2. The second charge was 'that at the same time and place you or some of you used force and violence to the said Muthu Goundan, his brother Palani Goundan and his brother Chinna Pillai in prosecution of the common object.' It is not necessary to refer to the other charges. The trial proceeded on these charges. At the end of the case when the defence Vakil argued that on the charges as framed no offences could be imputed to the accused, the learned Sessions Judge proceeded to alter them. The first charge was altered as follows:

'That on the 10th day of October 1918 at Kondrakola Maniokam you all formed yourselves into an unlawful assembly with the common object of beating one Muthu Goundan, son of Kolandai, and such other persons as might come to his help. 'The second charge was altered as that' in the pursuance of the said common object at the same time and place you all used force and violence to the said Muthu Goundan son of Ramiah and the said Muthaya Pillai Goundan, to his brother Palani Goundan and his mother ChinnaPillai.' The subsidiary charges were also altered.
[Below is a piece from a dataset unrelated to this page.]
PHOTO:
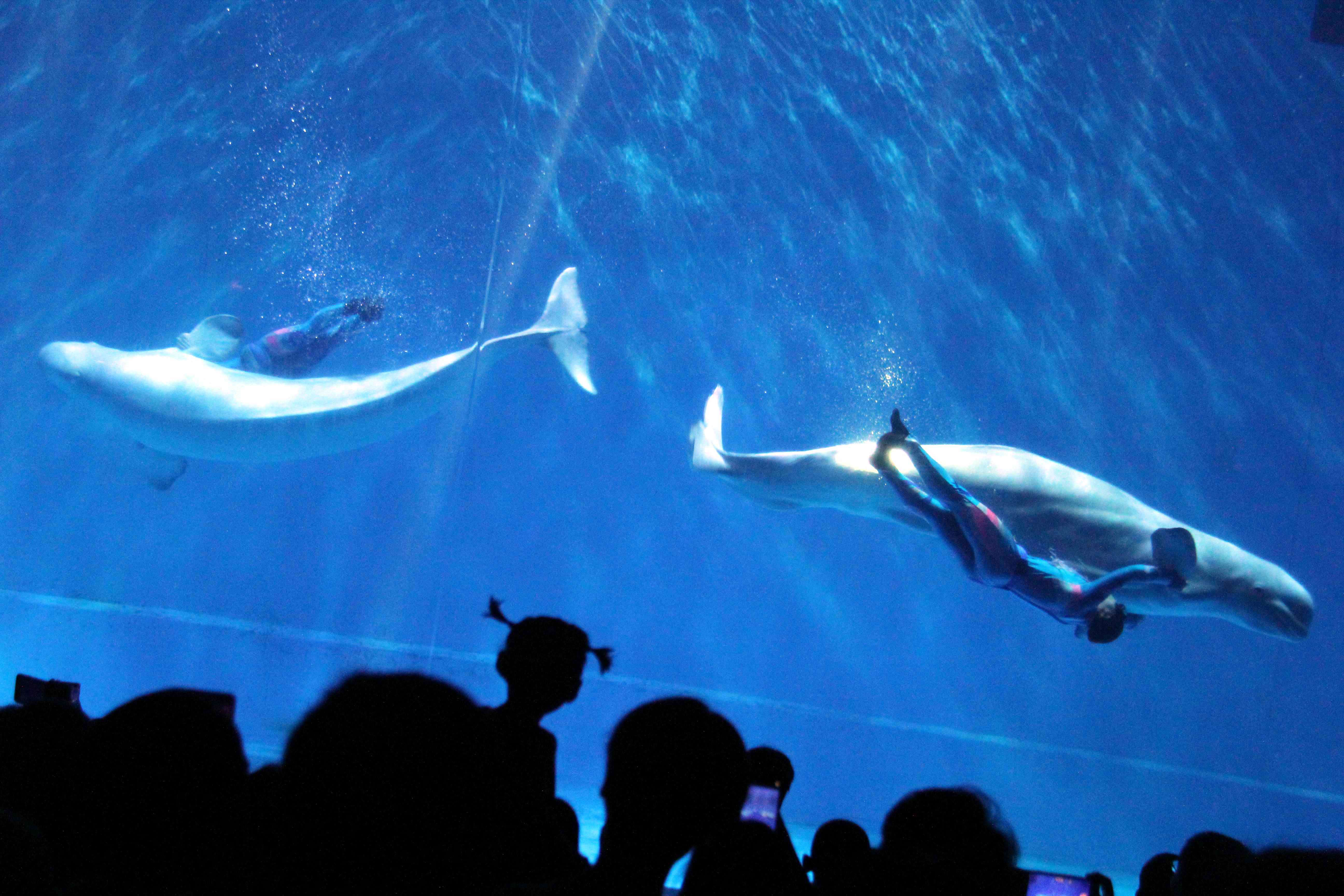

3. The objection was taken before the Sessions Judge that these alterations were material and that the accused should not be convicted on these altered charges without an opportunity given to them to meet them. The Sessions Judge in his order says that the original charge as originally framed by him did not impute any offence at all and that the accused cross examined the witnesses with the intent of showing that they did not take part in the assault or in the beating, they were not prejudiced by the subsequent alteration. We are unable to follow the reasoning. The mere fact that the accused cross-examined the witnesses examined by the prosecution to prove the alleged unsustainable charges, is not a ground for holding that by substantially altering the charges they were not prejudiced. As was pointed out in Birendra Lal v. Emperor 32 C.P 22 : 8 C.W.N. 784 : 1 Cr. L.J. 794 the Sessions Court is not a Court of original jurisdiction and, though vested with large powers of amending and adding to charges, can only do so with reference to the immediate subject of the prosecution and committal and not with regard to matter not covered by indictment; that is exactly what has happened in this case. The first charge in the original indictment does not refer to the beating and to the causing of hurt. Simply because the accused have chosen to examine the witnesses for the purpose of proving that they were not the aggressors and that they were acting in self defence, it would not follow that they were not prejudiced by the specific charges which had been made against them at the close of the trial. If we may say so, the charge framed by the Magistrate is in many respects more specific, whether it was sustainable or not is not a matter which we need go into at present. Then as to the charges which the Sessions Judge framed at the beginning of the trial. It was the duty of the Sessions Judge in a case where several persons were charged with the serious offence to have drawn up the charges with care and framed specific charges against the accused. Even the amended charges are vague and we are not satisfied that on the amended charges objection cannot be taken by the accused. However that may be, we mast draw the attention of the Sessions Judge to the fact that he was wrong in holding that the accused were not prejudiced by the course adopted by him in altering the charge in material portions of it at the close of the trial.

4. We are obliged, therefore, to quash the whole proceedings and to send the case back to the Sessions Judge for trial de novo. We expect him to frame specific charges with reference to the order of committal and to put the accused on trial on these charges.